Cat Clawing Furniture

A cat clawing furniture needs to be taught to cease the behavior, or she won't stop. There are many methods a cat owner can employ in order to teach the cat not to claw furniture which don't involve declawing the cat, which is often a contentious subject.

Provide a Scratching Area

The owner's first instruction is to make sure that the cat has places where she can sharpen her claws. Purchase a scratching post or a scratching pad. Even a cat condo will work and can double as a playset for the cat. Owners should observe the cat's preferred method of scratching when choosing a scratching product. If the owners observe the cat clawing furniture vertically, they should purchase a vertical scratching post or condo. If the cat prefers to claw the carpet or jump atop the furniture and claw it horizontally, a scratching pad is a better idea.

Placing the Scratching Area

Put the scratching post, pad or condo near the furniture that the cat is currently clawing. This will help the cat associate the scratching product with the act of clawing. If possible, move the furniture slightly away from its original area and put the scratching product there instead. Once the cat is used to using the scratching product, the owner can move it into an area that's more out-of-the way if desired.

Deterring the Cat from the Furniture

Simply placing the scratching product near the furniture the cat is clawing may not be enough to deter the behavior. The first step the owner can take to deter the cat from the furniture is to spray the furniture with a specially formulated product that discourages cats from going to the areas in which they smell the scent. However, make sure the formula will not damage or stain the furniture.

Owners can also stop a cat clawing furniture by covering it with a layer of aluminum foil, particularly in the areas the cat likes to claw. Most cats do not like the sound of foil crinkling and may be deterred from scratching furniture covered in foil. Double-sided tape can work as well, because the cat won't like getting her paws stuck.

Changing Behavior with Instruction

Another important tip for stopping a cat clawing furniture is behavioral modification. When the owner witnesses the cat clawing furniture, they should firmly state, "No!" Don't yell or scream, but use a deep, commanding voice. If this is not enough to deter the cat, the owner can spray a small mist of water in the cat's direction, as most cats do not like this and will associate the water with a behavior they should not repeat. Owners can also try crinkling some aluminum foil in their hands until the cat stops the behavior.
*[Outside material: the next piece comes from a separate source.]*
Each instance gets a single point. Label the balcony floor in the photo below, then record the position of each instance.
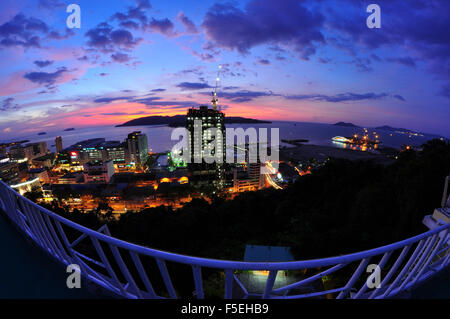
(28, 273)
On the other hand, when the owner sees the cat clawing the designated scratching area, they should reward the cat with praise. Stating a sweet, higher-pitched, "Good kitty" and petting the cat after she's finished clawing is a good way to show the owner approves of the behavior. This system of deterring and rewarding bad and good behavior may take some time, so owners should approach the situation with patience and not give up.